Fact #1
Both franchise small businesses and large franchise brands are harmed by the Joint Employer Rule. Businesses of all sizes are now exposed to unlimited and unpredictable joint employer liability. For large businesses, the frequency of joint employer litigation has swelled, and franchise small businesses are facing more operational and legal costs, decreased business values, less compliance assistance from franchisors, less growth and fewer opportunities to create jobs. In fact, joint employer lawsuits have increased by more than 93% from the time of the first major joint employer suit until now.
Fact #2
Joint employer liability comes at a high cost to large and small businesses alike, and these costs are rising. A new economic analysis shows that an expanded joint employer standard has cost franchise businesses $33.3 billion per year, resulted in 376,000 lost job opportunities, and led to 93% more lawsuits.
Fact #3
The standard underwent a major change following a 2015 ruling by the National Labor Relations Board (NLRB). After the Browning-Ferris Industries (BFI) decision, the criteria for joint employer status expanded to include any exercise of indirect, potential, or even reserved control over the practices of another business and its employees. This decision by the NLRB is an unprecedented reinterpretation of what it means to be in a joint employer relationship. Now, this new standard covers nearly all private sector businesses and their employees, and the nebulous “indirect” and “reserved” control doctrines have the potential to impact the operations of all businesses, large and small.
Fact #4
The vague and unlimited language of the new joint employer test ensures that no contractual relationship is safe from a joint employer finding. For three decades, the “direct” and “immediate” control was a test that gave clarity to businesses. Today, any business that has direct, indirect or even reserved yet unexercised control, could run afoul of such unlimited joint employer liability. For franchise brands, this uncertainty and limitless liability makes it more difficult if not impossible to provide the necessary support to their franchisees.
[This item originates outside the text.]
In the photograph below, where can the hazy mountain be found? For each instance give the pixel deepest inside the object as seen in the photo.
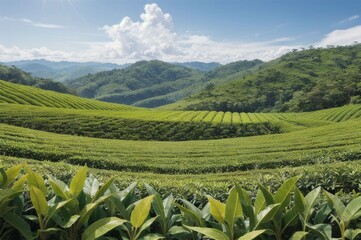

In fact, economic research suggests that nearly all franchise brands or franchise owners have seen a decrease in the support offered by brands to businesses.
Fact #5
New polling from Morning Consult shows that 7 out of 10 Americans support government policies that promote local ownership of stores and restaurants. Additionally, 73% of Americans believe that the individual who owns and operates a franchise business should have control over managing his or her employees. It’s no surprise, then, that 69% of Americans say it’s important for policymakers to change the joint employer standard so national brands and franchise owners can better work together.
Fact #6
In fact, December’s D.C. Circuit Court of Appeals ruling on the Browning-Ferris case increases the need for rulemaking. By remanding the case back to the NLRB, the decision emphasizes the need for clear, concise rulemaking that defines the nature of the business relationships inherent in franchising.